Magna Resources Ltd. (CNSX:MNA) and Confederation Minerals Ltd. (TSX-V: CFM) ( are pleased to announce that they have completed the previously announced acquisition by Magna of Confederation’s 50% interest in American Potash LLC (“American Potash”).

At closing, Confederation transferred to Magna its interest in American Potash in exchange for 22,420,000 common shares and 2,400,000 common share purchase warrants. Each warrant entitles Confederation to purchase a further common share at a price of $0.10 until February 25, 2016. Concurrent with the transfer, Confederation subscribed for 6,666,666 common shares of Magna at $0.30 per Share for gross proceeds to Magna of $2,000,000.

As a result of the transaction, Magna now holds a 100% membership interest in American Potash LLC., which holds certain potash leases and an option in respect of certain potash lease applications in the State of Utah. With the share and warrant issuances on closing, Magna now has an aggregate of 51,506,666 common shares and 4,800,000 common share purchase warrants exercisable at $0.10 per share issued and outstanding (on a non-diluted basis), of which 56.47% of the shares and 50% of the warrants are held by Confederation.
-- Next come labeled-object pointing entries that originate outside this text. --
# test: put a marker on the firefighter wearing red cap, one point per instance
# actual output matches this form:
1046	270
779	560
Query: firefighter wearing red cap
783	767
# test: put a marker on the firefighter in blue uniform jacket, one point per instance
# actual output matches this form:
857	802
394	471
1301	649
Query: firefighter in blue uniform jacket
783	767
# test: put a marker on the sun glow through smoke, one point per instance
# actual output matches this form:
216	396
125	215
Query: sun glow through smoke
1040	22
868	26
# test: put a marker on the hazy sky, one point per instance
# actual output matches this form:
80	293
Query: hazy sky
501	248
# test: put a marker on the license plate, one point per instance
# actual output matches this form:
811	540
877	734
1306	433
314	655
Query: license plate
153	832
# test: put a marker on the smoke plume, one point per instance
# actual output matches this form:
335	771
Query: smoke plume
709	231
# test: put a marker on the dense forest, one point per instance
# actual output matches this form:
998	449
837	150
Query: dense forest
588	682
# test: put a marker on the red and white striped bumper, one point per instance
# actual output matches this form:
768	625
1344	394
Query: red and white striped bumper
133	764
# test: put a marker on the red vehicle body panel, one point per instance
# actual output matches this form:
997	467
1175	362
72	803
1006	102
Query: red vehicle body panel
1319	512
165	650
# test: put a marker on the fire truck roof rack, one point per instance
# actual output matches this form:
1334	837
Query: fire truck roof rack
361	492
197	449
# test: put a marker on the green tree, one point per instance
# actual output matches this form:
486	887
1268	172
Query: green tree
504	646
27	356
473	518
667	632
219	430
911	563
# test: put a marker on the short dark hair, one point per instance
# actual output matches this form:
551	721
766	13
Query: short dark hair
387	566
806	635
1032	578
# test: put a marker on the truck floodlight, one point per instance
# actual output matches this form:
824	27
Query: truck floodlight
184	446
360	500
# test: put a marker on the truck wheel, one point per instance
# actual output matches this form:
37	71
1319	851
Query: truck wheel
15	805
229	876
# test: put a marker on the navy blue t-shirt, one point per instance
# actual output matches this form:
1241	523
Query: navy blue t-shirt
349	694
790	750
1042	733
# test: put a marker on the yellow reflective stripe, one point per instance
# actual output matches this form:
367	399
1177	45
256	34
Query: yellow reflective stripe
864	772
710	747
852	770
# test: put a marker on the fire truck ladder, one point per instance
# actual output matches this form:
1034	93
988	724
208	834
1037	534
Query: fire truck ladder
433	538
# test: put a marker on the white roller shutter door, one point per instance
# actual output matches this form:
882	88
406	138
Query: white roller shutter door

Rudy De Jonge, President of Magna, stated “This acquisition consolidates 100% ownership of our very exciting potash prospects into Magna Resources allowing for more focussed management and easier funding which will benefit all shareholders. I believe we have the most advantageous land position in the Paradox basin, the largest known Potash basin in America. This consolidation of ownership is also very timely because we expect shortly to have satisfied all requirements necessary to begin drilling our first test hole.”

Lawrence Dick PhD., P. Geo., President of Confederation, stated:” the Magna transaction is a win-win situation. Transferring all of American Potash to Magna Resources, which is now 56.47% owned by Confederation, allows our company to focus on our Newman-Todd gold exploration project, in the prolific Red Lake gold camp, while maintaining our major position in the highly-prospective potash holdings in Utah, for which we have exceedingly high expectations. The potash prospect will be taken forward under the care of a geological team with experience in the potash field, and will allow Confederation to give this project the geological attention it deserves.”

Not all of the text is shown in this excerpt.